California Historical Landmark
- Reference no.: 265

= Chili Gulch =

Historic site in Calaveras County, California, US

Chili Gulch (also spelled Chile Gulch) is a gulch in Calaveras County, California. This five-mile gulch was the richest placer mining section in Calaveras County. It received its name from Chileans who worked it in 1848 and 1849, and was the scene of the so-called Chilean War. The largest known quartz crystals were recovered from a mine on the south side of the gulch.
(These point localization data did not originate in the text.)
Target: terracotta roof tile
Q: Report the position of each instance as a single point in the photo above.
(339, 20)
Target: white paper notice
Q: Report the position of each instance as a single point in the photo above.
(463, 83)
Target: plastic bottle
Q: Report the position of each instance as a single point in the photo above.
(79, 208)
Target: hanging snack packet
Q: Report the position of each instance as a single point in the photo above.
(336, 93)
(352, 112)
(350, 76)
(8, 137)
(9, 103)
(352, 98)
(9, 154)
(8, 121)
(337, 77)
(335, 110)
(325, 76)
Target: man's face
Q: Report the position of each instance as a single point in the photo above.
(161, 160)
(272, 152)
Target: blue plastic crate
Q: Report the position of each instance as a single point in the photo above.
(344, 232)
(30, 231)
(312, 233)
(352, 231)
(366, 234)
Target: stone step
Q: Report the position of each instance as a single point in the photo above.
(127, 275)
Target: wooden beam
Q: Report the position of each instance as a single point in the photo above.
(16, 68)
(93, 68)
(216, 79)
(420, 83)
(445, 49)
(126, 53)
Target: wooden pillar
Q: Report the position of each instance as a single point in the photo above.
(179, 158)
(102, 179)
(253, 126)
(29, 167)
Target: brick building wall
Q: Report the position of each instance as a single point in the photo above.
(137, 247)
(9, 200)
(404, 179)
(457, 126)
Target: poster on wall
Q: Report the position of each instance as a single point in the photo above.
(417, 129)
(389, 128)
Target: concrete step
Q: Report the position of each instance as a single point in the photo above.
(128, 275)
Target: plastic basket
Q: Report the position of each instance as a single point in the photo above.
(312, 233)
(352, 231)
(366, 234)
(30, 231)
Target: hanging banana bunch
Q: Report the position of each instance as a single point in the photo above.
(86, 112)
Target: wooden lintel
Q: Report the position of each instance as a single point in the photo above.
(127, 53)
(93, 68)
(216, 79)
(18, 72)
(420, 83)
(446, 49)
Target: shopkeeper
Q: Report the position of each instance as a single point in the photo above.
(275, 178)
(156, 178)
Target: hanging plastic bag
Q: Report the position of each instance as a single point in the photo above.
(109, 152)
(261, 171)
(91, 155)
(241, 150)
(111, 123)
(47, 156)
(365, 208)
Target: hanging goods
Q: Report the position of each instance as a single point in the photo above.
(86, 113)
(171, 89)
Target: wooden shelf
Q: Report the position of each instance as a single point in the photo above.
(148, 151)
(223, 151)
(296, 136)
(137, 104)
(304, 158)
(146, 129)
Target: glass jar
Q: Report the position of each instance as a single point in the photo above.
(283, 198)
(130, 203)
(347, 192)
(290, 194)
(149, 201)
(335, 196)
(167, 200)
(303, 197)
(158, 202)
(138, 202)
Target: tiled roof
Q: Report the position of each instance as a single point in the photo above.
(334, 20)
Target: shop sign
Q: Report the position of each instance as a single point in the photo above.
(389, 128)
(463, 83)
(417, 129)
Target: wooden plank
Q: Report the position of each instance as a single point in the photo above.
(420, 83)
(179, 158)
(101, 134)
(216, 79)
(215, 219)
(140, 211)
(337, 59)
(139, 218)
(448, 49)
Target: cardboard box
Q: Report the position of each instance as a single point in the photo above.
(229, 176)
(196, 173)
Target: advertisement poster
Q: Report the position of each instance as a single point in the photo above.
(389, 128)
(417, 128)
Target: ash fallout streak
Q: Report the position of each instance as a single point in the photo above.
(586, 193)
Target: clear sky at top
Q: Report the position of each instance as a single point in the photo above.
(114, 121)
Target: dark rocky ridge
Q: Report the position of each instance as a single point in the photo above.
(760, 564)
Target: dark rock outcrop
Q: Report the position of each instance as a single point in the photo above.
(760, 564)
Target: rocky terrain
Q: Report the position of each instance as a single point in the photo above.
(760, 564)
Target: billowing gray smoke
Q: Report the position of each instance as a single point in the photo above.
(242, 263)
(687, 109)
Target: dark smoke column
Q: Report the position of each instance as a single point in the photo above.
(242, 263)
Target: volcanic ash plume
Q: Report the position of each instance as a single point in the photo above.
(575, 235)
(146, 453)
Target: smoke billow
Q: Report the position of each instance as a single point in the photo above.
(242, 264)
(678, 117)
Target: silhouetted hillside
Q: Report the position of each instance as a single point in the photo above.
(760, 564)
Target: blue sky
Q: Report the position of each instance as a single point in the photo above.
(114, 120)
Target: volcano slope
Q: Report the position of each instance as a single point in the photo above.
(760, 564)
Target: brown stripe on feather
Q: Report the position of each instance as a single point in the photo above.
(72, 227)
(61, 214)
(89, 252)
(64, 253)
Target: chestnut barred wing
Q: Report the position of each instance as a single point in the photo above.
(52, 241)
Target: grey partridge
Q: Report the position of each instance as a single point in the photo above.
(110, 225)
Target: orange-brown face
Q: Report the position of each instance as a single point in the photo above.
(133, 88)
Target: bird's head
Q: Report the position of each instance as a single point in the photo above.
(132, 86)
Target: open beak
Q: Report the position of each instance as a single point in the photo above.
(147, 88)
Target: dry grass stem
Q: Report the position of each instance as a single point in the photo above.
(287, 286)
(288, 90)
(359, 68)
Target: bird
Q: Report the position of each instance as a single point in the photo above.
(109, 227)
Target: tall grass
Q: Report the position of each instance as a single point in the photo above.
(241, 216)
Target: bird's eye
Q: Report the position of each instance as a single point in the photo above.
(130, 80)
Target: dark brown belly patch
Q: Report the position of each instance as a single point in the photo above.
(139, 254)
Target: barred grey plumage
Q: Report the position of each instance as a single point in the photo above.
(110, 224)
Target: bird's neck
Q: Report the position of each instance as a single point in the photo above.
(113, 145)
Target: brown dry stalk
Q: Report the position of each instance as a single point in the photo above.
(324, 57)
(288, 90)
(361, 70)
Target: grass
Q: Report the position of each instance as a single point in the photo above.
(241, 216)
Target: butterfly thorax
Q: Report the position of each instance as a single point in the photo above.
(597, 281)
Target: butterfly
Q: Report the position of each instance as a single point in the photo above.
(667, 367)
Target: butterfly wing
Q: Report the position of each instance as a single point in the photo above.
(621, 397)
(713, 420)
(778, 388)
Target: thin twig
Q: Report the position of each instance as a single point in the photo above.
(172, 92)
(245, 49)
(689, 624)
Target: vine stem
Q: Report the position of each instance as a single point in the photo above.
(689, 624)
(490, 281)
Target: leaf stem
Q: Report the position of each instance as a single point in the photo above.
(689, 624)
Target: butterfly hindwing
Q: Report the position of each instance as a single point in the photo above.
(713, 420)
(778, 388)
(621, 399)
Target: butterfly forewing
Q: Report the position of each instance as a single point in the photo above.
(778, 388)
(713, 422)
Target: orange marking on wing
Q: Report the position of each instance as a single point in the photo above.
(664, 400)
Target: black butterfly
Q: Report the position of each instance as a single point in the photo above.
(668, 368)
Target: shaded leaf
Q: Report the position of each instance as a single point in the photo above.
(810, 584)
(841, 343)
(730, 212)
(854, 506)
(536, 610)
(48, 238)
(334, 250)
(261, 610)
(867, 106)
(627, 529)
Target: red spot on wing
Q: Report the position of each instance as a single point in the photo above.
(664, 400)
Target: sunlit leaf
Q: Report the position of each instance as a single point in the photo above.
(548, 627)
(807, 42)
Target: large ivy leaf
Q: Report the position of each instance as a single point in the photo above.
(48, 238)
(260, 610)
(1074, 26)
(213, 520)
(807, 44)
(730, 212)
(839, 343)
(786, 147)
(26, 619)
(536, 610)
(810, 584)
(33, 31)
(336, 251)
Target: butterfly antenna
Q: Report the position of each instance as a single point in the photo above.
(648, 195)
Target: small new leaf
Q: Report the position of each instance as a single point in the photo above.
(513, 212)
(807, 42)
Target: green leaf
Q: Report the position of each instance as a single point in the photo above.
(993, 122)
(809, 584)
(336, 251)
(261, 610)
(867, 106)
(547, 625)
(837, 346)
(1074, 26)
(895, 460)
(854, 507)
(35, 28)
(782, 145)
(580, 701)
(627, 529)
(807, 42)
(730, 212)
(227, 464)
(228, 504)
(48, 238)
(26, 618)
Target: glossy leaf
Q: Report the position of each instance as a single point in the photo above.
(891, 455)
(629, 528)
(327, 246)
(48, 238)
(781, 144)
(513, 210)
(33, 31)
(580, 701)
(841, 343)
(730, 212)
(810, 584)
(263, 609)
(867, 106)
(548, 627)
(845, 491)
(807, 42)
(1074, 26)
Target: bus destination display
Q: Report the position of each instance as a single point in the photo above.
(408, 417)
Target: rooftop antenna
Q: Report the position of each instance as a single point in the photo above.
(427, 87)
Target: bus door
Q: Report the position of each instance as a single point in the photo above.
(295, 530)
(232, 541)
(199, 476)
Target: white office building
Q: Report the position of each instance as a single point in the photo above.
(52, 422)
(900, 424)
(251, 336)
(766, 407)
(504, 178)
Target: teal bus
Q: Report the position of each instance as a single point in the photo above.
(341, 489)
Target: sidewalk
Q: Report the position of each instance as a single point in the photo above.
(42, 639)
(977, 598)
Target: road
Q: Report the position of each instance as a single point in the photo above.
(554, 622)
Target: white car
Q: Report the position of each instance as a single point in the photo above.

Chili Gulch is registered as California Historical Landmark #265.

==Chilean War==
In December 1849, American miners in Calaveras County drew up a local mining code that called for all foreign miners to leave the country within 15 days, leading to much protest and violence. The so-called "Chilean War" resulted in several deaths and the expulsion of Chilean miners from their claims. Accounts vary widely about the details, at least 2 men were killed in shootouts and others wounded. A trial at Mokelumne Hill found three Chileans guilty of murder and sentenced to death, five received 50 lashes and head shavings and three received 30 lashes and had their ears cropped.

Some source include mention of Joaquin Murrieta's involvement on the side of the Chileans. The events in Calaveras County projected the Murietta legend into the politics of Chile where anti-American politicians used it to garner votes.